Monday, June 29, 2009

Landforms on Mars Add to Evidence for Recent Water



Domed polygons found throughout the Athabasca Vallis head-regions area. Credit: NASA/JPL/UofA



HiRISE (High Resolution Imaging Science Experiment) mosaic image of the Athabasca region examined in the new study. Credit: NASA/JPL/UofA


The weather on Mars was much balmier in the recent past than scientists have previously thought, according to a new interpretation of the formation of certain landforms on the surface.

The finding could have implications for the possibility of finding signs of life on Mars.

Matthew Balme, of The Open University in the United Kingdom, studied detailed images of equatorial landforms taken by the HiRISE (High Resolution Imaging Science Experiment) instrument onboard NASA's Mars Reconnaissance Orbiter (MRO), currently circling the red planet.

Ample evidence has been found to show that liquid water once covered parts of the Martian surface in the early history of the planet several billion years ago, but whether water flowed more recently has been less certain. Several studies in recent years have started to point to possible evidence of more recent water flow though.

For example, a system of gullies suggests the most recent period of water flow was only 1.25 million years ago. Another recent study found that rivers might have flowed on the Martian surface within the last billion years.

Balme's analysis indicates that the landforms he examined formed by the melting of ice-rich soils during "freeze-thaw" cycles that continued until as recently as 2 million years ago. The pictures show polygonally patterned surfaces, branched channels, blocky debris and mound/cone structures.
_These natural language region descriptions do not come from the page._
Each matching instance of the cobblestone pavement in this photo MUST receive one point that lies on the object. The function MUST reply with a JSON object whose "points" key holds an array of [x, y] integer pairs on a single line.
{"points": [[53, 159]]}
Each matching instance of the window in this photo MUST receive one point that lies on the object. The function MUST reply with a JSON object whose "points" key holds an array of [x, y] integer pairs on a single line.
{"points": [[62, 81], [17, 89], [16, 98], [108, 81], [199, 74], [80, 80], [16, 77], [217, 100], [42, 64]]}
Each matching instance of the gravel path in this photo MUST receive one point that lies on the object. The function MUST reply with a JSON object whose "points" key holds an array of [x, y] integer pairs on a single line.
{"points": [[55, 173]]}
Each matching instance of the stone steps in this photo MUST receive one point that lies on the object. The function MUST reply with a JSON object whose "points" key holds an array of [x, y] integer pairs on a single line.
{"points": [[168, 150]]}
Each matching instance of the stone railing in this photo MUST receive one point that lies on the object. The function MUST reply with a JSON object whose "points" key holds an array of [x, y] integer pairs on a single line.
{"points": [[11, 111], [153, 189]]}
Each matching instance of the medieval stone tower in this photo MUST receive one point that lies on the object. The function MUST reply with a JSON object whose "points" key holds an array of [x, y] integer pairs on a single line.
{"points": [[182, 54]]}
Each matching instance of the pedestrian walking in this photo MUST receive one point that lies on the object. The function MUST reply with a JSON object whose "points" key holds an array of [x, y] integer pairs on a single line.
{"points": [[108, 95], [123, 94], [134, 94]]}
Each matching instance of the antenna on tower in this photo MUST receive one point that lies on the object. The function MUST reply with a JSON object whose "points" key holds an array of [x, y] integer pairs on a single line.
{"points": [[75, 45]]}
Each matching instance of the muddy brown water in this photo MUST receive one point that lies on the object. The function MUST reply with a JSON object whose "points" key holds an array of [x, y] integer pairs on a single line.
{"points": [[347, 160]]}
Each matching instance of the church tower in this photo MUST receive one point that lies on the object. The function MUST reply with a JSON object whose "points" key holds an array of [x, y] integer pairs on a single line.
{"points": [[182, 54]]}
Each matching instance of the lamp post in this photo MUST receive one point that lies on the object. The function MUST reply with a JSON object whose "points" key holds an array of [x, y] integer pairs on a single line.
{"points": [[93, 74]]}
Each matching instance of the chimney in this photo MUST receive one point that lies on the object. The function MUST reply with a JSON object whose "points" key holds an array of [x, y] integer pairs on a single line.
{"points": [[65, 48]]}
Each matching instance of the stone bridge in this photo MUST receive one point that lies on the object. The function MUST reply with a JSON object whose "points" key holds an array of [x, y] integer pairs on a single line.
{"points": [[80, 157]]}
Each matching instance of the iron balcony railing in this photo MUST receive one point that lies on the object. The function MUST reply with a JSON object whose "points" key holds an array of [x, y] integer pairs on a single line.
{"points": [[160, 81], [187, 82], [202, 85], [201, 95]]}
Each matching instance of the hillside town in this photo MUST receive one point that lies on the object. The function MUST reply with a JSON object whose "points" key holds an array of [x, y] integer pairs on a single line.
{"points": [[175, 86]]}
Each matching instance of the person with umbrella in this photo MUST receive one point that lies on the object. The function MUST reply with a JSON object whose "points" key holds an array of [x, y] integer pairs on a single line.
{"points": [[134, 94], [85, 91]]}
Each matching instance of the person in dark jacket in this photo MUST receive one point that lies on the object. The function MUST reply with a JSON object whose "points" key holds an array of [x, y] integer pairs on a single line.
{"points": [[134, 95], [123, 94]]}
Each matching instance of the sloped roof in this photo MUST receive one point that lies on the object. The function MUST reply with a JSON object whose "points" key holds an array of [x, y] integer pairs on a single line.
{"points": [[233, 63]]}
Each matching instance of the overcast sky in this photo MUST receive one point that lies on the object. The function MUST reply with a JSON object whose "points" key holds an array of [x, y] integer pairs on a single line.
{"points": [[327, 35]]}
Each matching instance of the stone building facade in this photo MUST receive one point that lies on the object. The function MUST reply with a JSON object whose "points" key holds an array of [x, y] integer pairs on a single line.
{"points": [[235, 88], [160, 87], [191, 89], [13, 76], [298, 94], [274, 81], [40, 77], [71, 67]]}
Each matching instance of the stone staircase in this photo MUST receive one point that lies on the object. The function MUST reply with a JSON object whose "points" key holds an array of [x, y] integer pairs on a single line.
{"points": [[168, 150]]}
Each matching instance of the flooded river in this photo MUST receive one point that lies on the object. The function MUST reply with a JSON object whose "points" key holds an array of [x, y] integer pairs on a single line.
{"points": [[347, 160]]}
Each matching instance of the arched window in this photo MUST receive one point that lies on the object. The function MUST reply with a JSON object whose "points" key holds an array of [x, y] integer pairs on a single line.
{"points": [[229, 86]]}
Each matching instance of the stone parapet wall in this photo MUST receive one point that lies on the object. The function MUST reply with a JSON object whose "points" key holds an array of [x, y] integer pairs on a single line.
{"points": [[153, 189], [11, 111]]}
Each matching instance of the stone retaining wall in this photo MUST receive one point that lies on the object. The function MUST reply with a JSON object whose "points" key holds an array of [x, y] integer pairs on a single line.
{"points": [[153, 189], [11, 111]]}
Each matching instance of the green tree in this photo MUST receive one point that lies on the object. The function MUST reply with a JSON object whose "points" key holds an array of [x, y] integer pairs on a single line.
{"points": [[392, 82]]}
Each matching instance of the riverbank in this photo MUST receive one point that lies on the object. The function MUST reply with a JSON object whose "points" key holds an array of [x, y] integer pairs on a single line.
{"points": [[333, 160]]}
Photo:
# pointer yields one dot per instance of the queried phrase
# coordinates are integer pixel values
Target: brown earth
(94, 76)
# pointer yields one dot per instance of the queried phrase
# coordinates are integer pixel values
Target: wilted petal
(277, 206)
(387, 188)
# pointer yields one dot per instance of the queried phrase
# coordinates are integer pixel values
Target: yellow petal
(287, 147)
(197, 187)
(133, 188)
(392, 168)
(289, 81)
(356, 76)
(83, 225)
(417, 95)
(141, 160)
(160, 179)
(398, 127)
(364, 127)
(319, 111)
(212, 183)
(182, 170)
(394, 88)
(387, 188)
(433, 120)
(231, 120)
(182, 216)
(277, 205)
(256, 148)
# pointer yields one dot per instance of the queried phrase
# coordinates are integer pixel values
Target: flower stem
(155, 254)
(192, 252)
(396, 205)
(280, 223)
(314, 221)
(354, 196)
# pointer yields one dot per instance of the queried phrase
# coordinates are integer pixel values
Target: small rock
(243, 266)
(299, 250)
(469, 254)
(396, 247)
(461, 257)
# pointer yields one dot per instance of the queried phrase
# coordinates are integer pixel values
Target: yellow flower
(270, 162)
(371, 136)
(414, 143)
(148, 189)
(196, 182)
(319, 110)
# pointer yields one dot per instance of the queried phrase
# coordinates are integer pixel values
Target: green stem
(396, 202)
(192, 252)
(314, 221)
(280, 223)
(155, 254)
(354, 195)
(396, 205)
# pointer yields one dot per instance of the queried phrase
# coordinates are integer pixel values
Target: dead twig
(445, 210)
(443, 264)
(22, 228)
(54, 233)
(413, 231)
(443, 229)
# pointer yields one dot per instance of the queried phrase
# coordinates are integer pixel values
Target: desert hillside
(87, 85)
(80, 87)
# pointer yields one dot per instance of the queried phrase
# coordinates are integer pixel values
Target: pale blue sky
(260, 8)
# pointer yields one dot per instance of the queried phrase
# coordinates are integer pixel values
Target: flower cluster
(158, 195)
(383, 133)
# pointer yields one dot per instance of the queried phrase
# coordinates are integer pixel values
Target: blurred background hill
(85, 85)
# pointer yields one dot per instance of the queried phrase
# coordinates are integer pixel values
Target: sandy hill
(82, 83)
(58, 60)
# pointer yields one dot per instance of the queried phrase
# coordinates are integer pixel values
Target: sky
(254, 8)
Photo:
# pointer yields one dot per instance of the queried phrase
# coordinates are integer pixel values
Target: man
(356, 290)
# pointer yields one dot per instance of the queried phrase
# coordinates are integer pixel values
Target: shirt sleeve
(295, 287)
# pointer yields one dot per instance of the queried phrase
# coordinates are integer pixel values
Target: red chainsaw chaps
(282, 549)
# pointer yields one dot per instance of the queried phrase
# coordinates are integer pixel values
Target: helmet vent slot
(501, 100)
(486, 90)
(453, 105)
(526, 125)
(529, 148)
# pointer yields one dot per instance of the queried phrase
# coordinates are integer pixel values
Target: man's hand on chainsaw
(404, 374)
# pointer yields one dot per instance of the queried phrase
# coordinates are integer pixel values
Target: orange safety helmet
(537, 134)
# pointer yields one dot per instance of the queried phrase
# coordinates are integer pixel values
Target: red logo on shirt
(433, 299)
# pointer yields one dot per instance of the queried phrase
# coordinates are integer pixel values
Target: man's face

These features are similar to landforms on Earth in areas where permafrost is melting.

Permafrost is ground that remains frozen for years or even millennia, such as in the Arctic, but which can melt if the climate changes.

"The features of this terrain [on Mars] were previously interpreted to be the result of volcanic processes. The amazingly detailed images from HiRISE show that the features are instead caused by the expansion and contraction of ice, and by thawing of ice-rich ground," Balme said. "This all suggests a very different climate to what we see today."

All of the landforms observed are in an outflow channel, thought to have been active as recently as 2 million to 8 million years ago. Since the landforms exist within, and cut across, the pre-existing features of the channel, this suggests that they too were created within this timeframe.

"These observations demonstrate not only that there was ice near the Martian equator in the last few million years, but also that the ice melted to form liquid water and then refroze. And this probably happened for many cycles," Balme said.

Balme's study, funded by a UK Science and Technology Facilities Council grant, will be detailed in an upcoming issue of the journal Earth and Planetary Science Letters.

Signs of more recent water activity could aide the search for past or present life on Mars as such life, or signs of it, would be more likely to have survived than any that might have existed earlier in the planet's history.

"Given that liquid water seems to be essential for life, these kinds of environments could be a great place to look for evidence of past life on Mars," Balme said.